There’s something about
The kerplop that’s unseemly.

If I’m alone
I’ll force it all out in a mad rush but
In the company of others,
Amid the sounds of
subconscious sighs
And rustling newspapers,
I try to parcel out each piece of shit
With a prayer that it makes
No more noise than
a penny in a fountain.

How I wish this floor had a
Unisex bathroom for the handicapped
To which I might limp or hobble.
I think of the solitary elevator rides and
The abandoned hallways where
I’ve let farts rip indiscriminately.
What bravado!
I’m a private type,
too private for a public toilet,
and not man enough for the men’s room.

#

Eight Hours Are Not a Day

It’s time to sing about work:
Fa-la-la.
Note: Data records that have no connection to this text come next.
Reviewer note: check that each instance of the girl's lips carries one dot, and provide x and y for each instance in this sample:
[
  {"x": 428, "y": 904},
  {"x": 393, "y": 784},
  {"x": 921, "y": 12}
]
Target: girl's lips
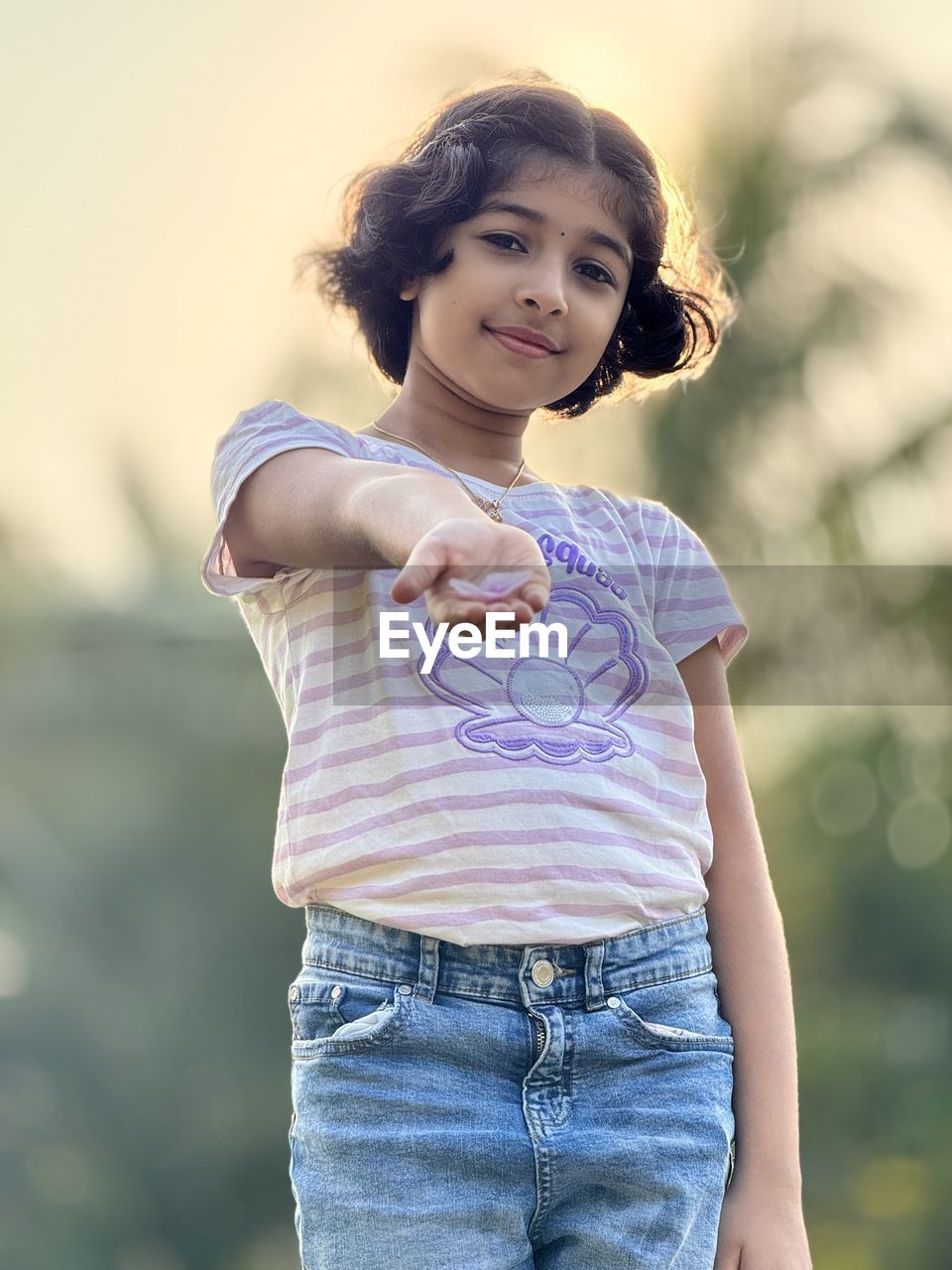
[{"x": 520, "y": 345}]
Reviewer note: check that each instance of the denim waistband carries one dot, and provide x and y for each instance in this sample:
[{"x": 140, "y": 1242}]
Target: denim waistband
[{"x": 518, "y": 973}]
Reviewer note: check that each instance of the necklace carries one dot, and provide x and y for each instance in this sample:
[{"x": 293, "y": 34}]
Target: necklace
[{"x": 492, "y": 508}]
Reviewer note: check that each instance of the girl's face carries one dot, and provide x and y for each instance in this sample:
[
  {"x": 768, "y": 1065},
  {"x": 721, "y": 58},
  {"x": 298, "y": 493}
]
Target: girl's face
[{"x": 561, "y": 268}]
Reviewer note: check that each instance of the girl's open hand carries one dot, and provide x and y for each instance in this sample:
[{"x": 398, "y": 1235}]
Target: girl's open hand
[{"x": 467, "y": 568}]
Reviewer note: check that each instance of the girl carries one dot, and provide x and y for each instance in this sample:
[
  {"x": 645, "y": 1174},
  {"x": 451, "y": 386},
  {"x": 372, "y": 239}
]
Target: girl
[{"x": 511, "y": 1047}]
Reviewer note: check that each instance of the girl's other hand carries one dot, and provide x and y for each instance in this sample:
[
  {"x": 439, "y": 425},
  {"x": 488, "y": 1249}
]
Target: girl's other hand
[{"x": 461, "y": 567}]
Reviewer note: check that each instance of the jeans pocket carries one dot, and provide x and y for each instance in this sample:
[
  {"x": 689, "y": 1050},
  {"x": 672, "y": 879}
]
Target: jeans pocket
[
  {"x": 333, "y": 1010},
  {"x": 678, "y": 1014}
]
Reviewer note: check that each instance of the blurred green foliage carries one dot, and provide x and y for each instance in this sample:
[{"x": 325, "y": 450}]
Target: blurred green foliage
[{"x": 144, "y": 957}]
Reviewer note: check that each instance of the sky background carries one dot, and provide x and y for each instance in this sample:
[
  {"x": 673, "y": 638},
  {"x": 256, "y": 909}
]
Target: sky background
[{"x": 167, "y": 163}]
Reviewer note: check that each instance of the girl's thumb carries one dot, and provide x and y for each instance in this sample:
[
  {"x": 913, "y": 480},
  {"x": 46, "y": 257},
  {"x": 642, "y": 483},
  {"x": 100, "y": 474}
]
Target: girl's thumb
[{"x": 413, "y": 580}]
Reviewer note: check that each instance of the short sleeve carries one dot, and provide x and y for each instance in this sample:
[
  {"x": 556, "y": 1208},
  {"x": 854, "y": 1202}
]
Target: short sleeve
[
  {"x": 254, "y": 437},
  {"x": 690, "y": 598}
]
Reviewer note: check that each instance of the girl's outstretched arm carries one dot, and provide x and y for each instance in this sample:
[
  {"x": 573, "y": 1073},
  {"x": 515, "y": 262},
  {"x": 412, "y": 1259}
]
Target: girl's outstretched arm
[{"x": 762, "y": 1214}]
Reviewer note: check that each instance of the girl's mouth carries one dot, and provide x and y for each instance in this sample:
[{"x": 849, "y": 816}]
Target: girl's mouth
[{"x": 520, "y": 345}]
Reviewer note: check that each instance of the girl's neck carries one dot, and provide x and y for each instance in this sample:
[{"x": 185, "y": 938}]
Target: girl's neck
[{"x": 458, "y": 434}]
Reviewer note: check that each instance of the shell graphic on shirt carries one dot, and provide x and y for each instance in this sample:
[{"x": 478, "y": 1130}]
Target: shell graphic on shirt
[{"x": 558, "y": 710}]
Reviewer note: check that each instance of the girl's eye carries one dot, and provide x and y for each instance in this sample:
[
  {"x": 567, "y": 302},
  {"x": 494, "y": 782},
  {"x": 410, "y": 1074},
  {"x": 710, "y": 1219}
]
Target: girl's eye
[{"x": 587, "y": 264}]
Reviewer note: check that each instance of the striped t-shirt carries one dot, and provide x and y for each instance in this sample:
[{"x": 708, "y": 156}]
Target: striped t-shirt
[{"x": 534, "y": 801}]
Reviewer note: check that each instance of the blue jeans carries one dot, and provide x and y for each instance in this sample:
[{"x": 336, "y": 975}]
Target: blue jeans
[{"x": 507, "y": 1106}]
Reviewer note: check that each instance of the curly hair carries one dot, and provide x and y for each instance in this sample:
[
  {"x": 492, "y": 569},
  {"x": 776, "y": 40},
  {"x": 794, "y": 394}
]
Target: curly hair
[{"x": 676, "y": 305}]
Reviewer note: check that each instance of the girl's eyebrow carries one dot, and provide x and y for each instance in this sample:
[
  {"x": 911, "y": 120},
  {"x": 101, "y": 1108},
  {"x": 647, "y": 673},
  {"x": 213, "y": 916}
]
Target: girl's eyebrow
[{"x": 530, "y": 213}]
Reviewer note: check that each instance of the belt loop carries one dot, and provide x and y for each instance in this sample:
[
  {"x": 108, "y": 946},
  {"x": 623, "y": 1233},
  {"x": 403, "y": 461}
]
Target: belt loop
[
  {"x": 429, "y": 968},
  {"x": 594, "y": 991}
]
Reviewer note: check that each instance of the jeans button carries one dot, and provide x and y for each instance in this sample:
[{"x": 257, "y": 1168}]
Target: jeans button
[{"x": 542, "y": 973}]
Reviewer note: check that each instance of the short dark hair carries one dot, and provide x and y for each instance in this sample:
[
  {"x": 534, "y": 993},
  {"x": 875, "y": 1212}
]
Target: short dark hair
[{"x": 676, "y": 307}]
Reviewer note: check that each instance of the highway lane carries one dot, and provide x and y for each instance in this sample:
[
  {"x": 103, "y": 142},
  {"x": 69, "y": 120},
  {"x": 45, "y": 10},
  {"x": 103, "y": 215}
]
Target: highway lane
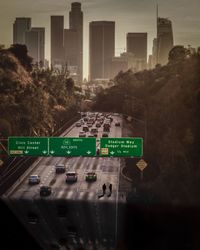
[
  {"x": 106, "y": 168},
  {"x": 94, "y": 218}
]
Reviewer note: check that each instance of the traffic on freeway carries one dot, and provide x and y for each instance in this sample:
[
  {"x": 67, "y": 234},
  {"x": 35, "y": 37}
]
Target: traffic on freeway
[{"x": 73, "y": 201}]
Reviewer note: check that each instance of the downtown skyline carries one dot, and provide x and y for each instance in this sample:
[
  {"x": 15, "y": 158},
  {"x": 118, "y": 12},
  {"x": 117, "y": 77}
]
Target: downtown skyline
[{"x": 140, "y": 18}]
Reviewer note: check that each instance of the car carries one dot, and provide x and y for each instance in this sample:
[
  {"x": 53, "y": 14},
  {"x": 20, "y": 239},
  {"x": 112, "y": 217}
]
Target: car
[
  {"x": 94, "y": 130},
  {"x": 117, "y": 124},
  {"x": 85, "y": 119},
  {"x": 82, "y": 134},
  {"x": 71, "y": 176},
  {"x": 91, "y": 176},
  {"x": 33, "y": 218},
  {"x": 82, "y": 122},
  {"x": 106, "y": 129},
  {"x": 91, "y": 135},
  {"x": 105, "y": 134},
  {"x": 85, "y": 128},
  {"x": 45, "y": 191},
  {"x": 34, "y": 179},
  {"x": 89, "y": 124},
  {"x": 98, "y": 151},
  {"x": 98, "y": 124},
  {"x": 60, "y": 168},
  {"x": 78, "y": 124}
]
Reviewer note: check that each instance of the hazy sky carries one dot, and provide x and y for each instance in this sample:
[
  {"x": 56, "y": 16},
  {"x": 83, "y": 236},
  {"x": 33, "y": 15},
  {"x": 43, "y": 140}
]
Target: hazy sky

Time to sing about Monday
through Friday and the 9 to 5, time
to sing about filing and faxes and phones,
time to whistle in even a dwarfish way
even as your friend in the neighboring
cubicle tells you to shut up then calls
security to have you taken away. Okay.

It’s time to find a workaday rhythm,
time to tap into that inner song,
to find the motivating melody unique
to sitting in a chair all the livelong
day, an ergonomic chair designed to guard
your body from the wear and tear.
It’s time to celebrate that in key.
Fa-la-la-la-la-la-la. That’s so off-key.

Birthdays and business calls aside,
the offices of America are respectfully
hushed. Listen closely. Listen hard.
Listen to the quiet clack of the keyboards,
the hum of the fluorescents overhead,
the quiet crunch of metal folding in
upon itself as a stapler does its job.
Collapse. Open your soda in silence. Psst.

Listen further. Listen deeply.
Don your Chinese, cushioned headphones
and hear the tinny sound of music that’s
hi-NRG, enter a discotech inside your head,
a disco designed for drones who now can
bop back and forth to tiny sound waves
that might be signals of distress. Or not.
Fa-la-la-la-la-la-la. Fa-la-la-la-la.